Nov. 28 (Bloomberg) -- The Techint Group agreed to pay 5.03 billion reais ($2.7 billion) for a 27.7 percent voting stake in Brazil’s Usinas Siderurgicas de Minas Gerais SA to boost access to the largest market for steel in Latin America.
Techint, through its Ternium SA and Tenaris SA units, will buy 139.7 million ordinary shares at 36 reais apiece in the company from Camargo Correa SA, Grupo Votorantim and Usiminas’s workers pension fund, Ternium said in a statement late yesterday. That’s a 58 percent premium over the 20-day moving average for voting shares of Brazil’s second-largest steelmaker through Nov. 25, according to data compiled by Bloomberg.
Ternium’s American depositary receipts dropped 17 percent to $16.03 at the close in New York. Usiminas voting shares fell 3.6 percent to 19.00 reais in Sao Paulo, the worst performer in Brazil’s benchmark Bovespa Index today, while the company’s preferred shares, the most traded type of stock, rose 2.8 percent.
The deal will give Ternium, the second-largest steelmaker in Latin America and Tenaris, the world’s biggest maker of seamless pipes, greater access to the Brazilian market for flat steel used in cars and home appliances. They join Nippon Steel Corp. in the controlling group, thwarting takeover efforts by rival Cia. Siderurgica Nacional SA, or CSN, HSBC Holdings equity analyst Jonathan Brandt said.
CSN’s holdings of Usiminas are now “somewhat of an overhang as neither Nippon Steel nor Ternium need to buy this stake as they already have control,” Brandt, based in New York, wrote in a note to customers today.
CSN Chief Executive Officer Benjamin Steinbruch held talks with Camargo and Votorantim to buy their voting stock for 40 reais each, two people familiar with the negotiations told Bloomberg News in September. CSN more than doubled its voting stake in Usiminas this year to 11.66 percent as of Nov. 18 and quadrupled its preferred-stock holdings to 20.14 percent.
Nippon Steel, Ternium, Tenaris and the employees’ pension fund will now own a combined 63.9 percent of voting shares, Usiminas said in a regulatory filing today.
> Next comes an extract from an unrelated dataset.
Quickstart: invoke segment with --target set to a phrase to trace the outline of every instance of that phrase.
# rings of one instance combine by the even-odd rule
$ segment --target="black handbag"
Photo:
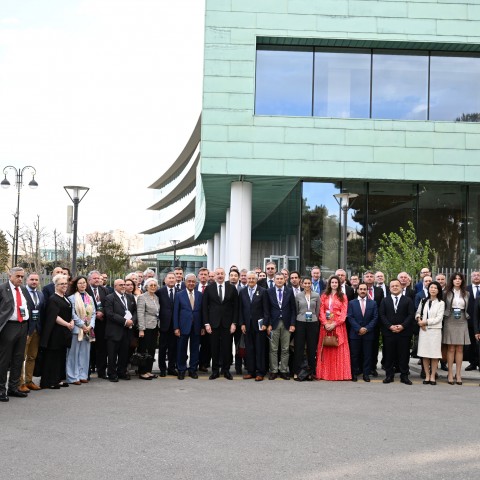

Nippon Steel, which previously shared control of the steelmaker with Camargo and Votorantim and separately agreed to buy 8.5 million shares, will hold 29.5 percent of the voting stock, while the pension fund will hold 6.8 percent, Usiminas said in the filing.
“With Nippon Steel, Usiminas and Ternium working together we will be able to enhance each company’s competitiveness in technology, quality and cost efficiency and to offer a wider product range,” Ternium said in the statement.
Most decisions of the controlling block will have to be approved by a 65 percent majority after an investor’s agreement was amended, Ternium said. Ternium and Tenaris will finance the purchase with cash on hand and debt, according to the statement.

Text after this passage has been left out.